Sang Ayu Putu Piastini Gunaasih, SE., M.Acc., Ak., Dosen prodi Akuntansi, FEB UAJY.


KRjogja.com - TERCIPTANYA Indonesia emas 2045 salah satunya ditentukan oleh tersedianya pendidikan berkualitas dan dukungan institusi pendidikan yang baik. Tujuan itu sejalan dengan sasaran PBB melalui Sustainable Development Goals (SDGs) poin 4 dan 16. Institusi pendidikan tinggi memiliki tanggung jawab dalam membentuk mahasiswa yang tidak hanya unggul dalam akademik tetapi memiliki kesadaran sosial tinggi. Pendidikan tinggi harus dapat menciptakan iklim kondusif dan seimbang antara kebutuhan individual dan tanggung jawab sosial, sehingga mahasiswa dapat menjadi pemimpin beretika dan berkelanjutan di masa depan (UNESCO, 2020). Namun tujuan tersebut tidak luput dari berbagai kendala, salah satunya perilaku narsisme.

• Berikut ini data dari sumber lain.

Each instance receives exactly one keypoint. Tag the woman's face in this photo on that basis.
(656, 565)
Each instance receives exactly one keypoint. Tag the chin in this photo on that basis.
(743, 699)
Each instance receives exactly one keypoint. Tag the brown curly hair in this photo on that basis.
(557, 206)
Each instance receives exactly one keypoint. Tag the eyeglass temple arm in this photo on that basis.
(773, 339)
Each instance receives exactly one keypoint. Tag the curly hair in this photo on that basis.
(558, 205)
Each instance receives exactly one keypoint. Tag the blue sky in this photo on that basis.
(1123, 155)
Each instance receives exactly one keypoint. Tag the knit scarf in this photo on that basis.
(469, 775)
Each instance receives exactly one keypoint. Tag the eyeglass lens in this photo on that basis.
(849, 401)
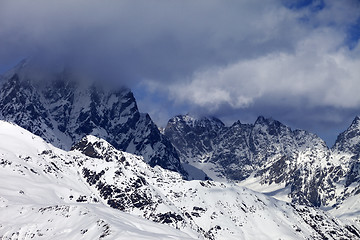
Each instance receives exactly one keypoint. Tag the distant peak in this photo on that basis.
(92, 146)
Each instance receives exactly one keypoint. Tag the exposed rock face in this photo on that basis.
(271, 153)
(62, 110)
(51, 187)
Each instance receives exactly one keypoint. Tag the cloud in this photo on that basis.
(162, 40)
(233, 59)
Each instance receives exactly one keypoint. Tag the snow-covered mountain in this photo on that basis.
(267, 156)
(62, 109)
(50, 193)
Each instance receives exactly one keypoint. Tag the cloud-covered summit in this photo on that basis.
(297, 61)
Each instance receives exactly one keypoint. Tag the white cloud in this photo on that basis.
(319, 71)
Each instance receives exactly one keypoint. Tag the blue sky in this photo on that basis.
(295, 61)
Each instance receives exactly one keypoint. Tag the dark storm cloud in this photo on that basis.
(297, 61)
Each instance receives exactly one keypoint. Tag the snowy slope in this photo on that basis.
(53, 194)
(62, 108)
(41, 196)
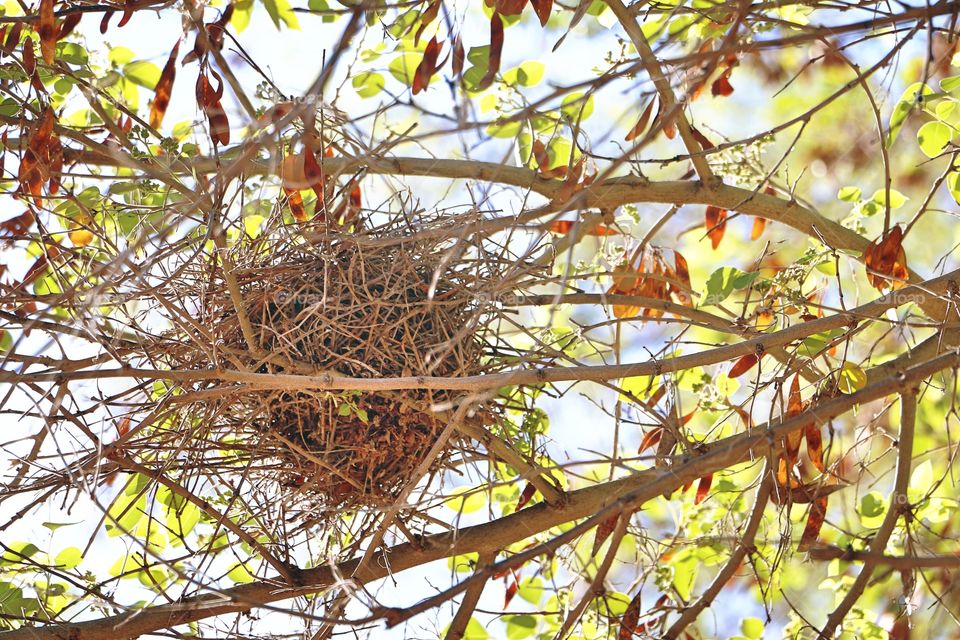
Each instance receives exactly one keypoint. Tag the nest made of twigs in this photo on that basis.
(411, 307)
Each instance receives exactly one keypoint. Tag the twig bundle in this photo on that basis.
(419, 305)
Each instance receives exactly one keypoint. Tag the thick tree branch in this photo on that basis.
(592, 502)
(899, 505)
(932, 294)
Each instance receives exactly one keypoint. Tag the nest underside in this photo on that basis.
(354, 311)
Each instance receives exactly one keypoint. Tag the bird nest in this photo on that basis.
(404, 304)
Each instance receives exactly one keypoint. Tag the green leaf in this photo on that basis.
(240, 574)
(897, 199)
(143, 73)
(527, 74)
(933, 137)
(69, 558)
(281, 11)
(120, 55)
(522, 626)
(368, 84)
(723, 281)
(872, 505)
(404, 66)
(18, 552)
(752, 628)
(849, 194)
(953, 184)
(852, 378)
(912, 98)
(950, 84)
(685, 567)
(812, 346)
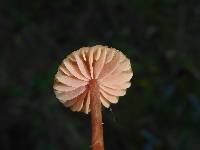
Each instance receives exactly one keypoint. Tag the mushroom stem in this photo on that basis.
(96, 119)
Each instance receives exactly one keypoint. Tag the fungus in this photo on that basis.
(89, 78)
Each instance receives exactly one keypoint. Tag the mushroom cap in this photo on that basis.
(108, 67)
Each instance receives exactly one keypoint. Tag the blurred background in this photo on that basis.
(161, 110)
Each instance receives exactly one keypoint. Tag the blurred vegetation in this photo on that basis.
(161, 110)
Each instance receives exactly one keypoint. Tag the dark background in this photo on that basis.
(161, 110)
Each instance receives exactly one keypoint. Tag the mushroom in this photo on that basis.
(89, 78)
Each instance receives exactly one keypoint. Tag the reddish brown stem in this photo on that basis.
(96, 120)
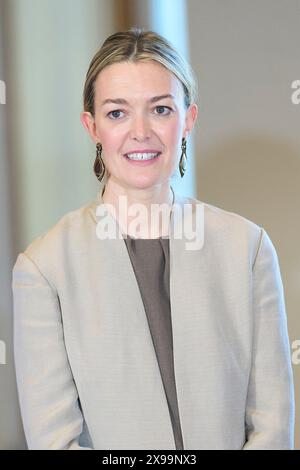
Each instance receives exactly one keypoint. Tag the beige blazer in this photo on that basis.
(87, 371)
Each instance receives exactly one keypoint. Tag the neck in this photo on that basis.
(151, 217)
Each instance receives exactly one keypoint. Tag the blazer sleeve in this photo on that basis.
(49, 404)
(270, 402)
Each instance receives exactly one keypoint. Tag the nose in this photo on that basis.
(140, 129)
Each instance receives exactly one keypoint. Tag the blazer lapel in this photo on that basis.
(184, 291)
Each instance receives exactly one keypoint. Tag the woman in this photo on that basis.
(126, 336)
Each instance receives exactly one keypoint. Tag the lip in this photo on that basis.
(152, 161)
(142, 151)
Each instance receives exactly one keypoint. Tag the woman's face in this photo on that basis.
(139, 107)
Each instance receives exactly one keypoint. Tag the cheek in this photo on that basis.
(110, 137)
(171, 133)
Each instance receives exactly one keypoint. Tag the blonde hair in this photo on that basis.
(135, 45)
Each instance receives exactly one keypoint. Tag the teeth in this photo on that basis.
(142, 156)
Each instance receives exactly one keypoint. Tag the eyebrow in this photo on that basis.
(122, 101)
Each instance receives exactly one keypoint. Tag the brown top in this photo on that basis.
(151, 263)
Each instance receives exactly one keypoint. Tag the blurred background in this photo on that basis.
(243, 155)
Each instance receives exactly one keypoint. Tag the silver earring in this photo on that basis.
(183, 158)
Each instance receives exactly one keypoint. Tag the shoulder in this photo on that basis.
(229, 230)
(66, 237)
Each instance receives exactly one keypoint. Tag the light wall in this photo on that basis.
(246, 56)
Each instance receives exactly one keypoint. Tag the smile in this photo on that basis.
(142, 156)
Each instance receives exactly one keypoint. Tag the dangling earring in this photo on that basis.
(183, 158)
(99, 167)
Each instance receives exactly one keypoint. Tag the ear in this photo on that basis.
(89, 124)
(190, 118)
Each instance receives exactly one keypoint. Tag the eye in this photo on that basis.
(112, 114)
(162, 108)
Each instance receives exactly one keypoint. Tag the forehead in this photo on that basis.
(135, 80)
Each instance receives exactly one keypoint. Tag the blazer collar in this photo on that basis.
(183, 212)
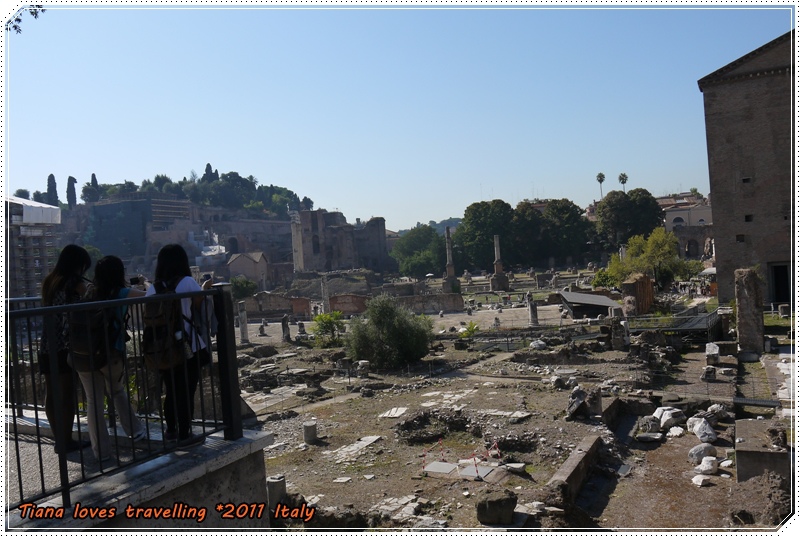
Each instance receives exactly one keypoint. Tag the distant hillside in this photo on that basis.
(452, 223)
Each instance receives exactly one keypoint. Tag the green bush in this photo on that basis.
(241, 287)
(328, 328)
(389, 335)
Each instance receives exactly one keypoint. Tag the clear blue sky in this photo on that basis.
(409, 114)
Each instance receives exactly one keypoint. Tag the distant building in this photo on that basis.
(749, 121)
(256, 267)
(678, 216)
(691, 223)
(31, 249)
(323, 241)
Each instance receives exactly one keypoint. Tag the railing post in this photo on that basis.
(55, 388)
(228, 366)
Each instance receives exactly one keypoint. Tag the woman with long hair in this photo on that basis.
(109, 284)
(65, 284)
(173, 273)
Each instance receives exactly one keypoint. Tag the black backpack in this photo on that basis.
(93, 335)
(164, 342)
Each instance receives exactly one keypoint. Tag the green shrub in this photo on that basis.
(389, 335)
(328, 328)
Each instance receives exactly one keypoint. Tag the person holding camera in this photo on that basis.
(65, 284)
(109, 284)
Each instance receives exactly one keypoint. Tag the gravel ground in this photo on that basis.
(384, 485)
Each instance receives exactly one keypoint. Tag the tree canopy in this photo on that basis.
(420, 251)
(15, 22)
(622, 215)
(656, 256)
(389, 335)
(475, 236)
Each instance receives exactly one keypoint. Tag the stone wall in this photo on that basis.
(754, 455)
(433, 304)
(749, 125)
(349, 304)
(639, 286)
(576, 468)
(749, 311)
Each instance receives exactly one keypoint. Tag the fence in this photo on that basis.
(34, 470)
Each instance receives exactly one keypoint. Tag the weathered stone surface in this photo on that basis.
(707, 466)
(749, 311)
(496, 507)
(650, 437)
(672, 417)
(712, 354)
(697, 453)
(649, 424)
(704, 432)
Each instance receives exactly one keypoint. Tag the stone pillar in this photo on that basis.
(243, 335)
(310, 432)
(451, 272)
(276, 490)
(498, 281)
(749, 311)
(498, 265)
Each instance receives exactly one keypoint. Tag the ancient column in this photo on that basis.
(244, 337)
(498, 281)
(749, 312)
(533, 313)
(449, 246)
(498, 265)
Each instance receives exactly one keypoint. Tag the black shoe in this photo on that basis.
(72, 445)
(191, 440)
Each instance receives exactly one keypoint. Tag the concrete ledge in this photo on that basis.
(153, 482)
(576, 468)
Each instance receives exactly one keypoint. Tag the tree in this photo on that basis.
(482, 221)
(95, 255)
(15, 23)
(601, 177)
(527, 230)
(620, 216)
(241, 287)
(645, 212)
(52, 191)
(566, 229)
(328, 328)
(656, 256)
(72, 199)
(612, 218)
(160, 180)
(389, 335)
(419, 252)
(90, 193)
(623, 178)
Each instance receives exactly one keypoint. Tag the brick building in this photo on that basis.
(323, 241)
(31, 247)
(749, 116)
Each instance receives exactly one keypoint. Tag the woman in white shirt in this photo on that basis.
(172, 271)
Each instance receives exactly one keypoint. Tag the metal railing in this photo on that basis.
(34, 470)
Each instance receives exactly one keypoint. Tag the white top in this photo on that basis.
(186, 285)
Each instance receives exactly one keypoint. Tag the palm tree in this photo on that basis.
(600, 178)
(623, 178)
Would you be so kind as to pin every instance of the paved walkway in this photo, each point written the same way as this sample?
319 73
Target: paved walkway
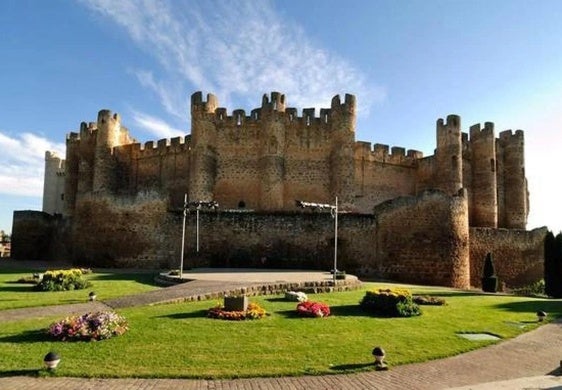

Narsisme, menjadi fenomena yang semakin dominan pada generasi muda, termasuk mahasiswa di perguruan tinggi. Media sosial, budaya kompetitif, dan dorongan mencapai kesuksesan individu berkontribusi pada peningkatan sifat narsistik di lingkungan akademik (Twenge & Campbell, 2009). Penelitian Foster et al. (2011) menunjukkan bahwa individu narsistik cenderung memiliki motivasi tinggi untuk mencapai prestasi tertentu tanpa peduli pada lingkungan sosial beserta dampaknya. Hal ini mencerminkan pergeseran nilai dalam dunia pendidikan tinggi. Mahasiswa lebih berorientasi pada pengakuan sosial (pujian) dan pencapaian pribadi dibandingkan berkontribusi nyata bagi masyarakat (Dworkis, Olsen, & Young, 2014). Rosenthal & Pittinsky (2006), menyebutkan ciri narsistik yaitu arogan dan sangat sensitif terhadap kritik, mudah marah dan cenderung tidak rasional dalam pengambilan keputusan, memiliki kebutuhan yang tidak terpuaskan akan pengakuan dan superioritas. Di sisi lain, sistem kontrol tradisional (aturan dan pengawasan ketat) dalam institusi pendidikan tinggi sering kali tidak cukup efektif mengelola karakteristik narsistik ini (Merchant & Manzoni, 1989).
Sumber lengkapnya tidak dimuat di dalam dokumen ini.